Os belos discursos comovem num primeiro momento, mas se não for acompanhado de testemunho, as palavras são vazias. O mundo não quer mais belas palavras, Ícone - Mariaele precisa ver as obras, a boca deve falar do que o coração está cheio, deve falar de uma experiência pessoal e verdadeira com Cristo, e da conformidade de vida com a vida dele.

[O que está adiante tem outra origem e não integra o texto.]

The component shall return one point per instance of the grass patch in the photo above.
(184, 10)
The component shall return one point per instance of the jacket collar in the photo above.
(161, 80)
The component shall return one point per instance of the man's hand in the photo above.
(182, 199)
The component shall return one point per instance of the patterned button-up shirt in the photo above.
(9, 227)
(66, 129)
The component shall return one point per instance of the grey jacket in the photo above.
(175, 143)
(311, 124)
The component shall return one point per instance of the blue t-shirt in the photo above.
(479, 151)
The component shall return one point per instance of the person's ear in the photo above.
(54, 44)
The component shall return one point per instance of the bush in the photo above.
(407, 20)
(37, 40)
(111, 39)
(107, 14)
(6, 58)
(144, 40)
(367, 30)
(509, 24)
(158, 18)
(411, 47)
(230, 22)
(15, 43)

Para isso, os cristãos devem voltar seus olhos para as origens do Cristianismo, quando o testemunho dos mártires que derramaram seu sangue era semente de novos cristãos, como afirmava Tertuliano [3].

Há países onde ainda se morre por ser cristão, onde os católicos precisam se encontrar às escondidas para comungar a Palavra, onde a Eucaristia é celebrada disfarçada em meio a piqueniques, correndo o perigo dos cristãos serem presos, onde a Bíblia ou o Catecismo da Igreja só são conseguidos por meio de contrabando.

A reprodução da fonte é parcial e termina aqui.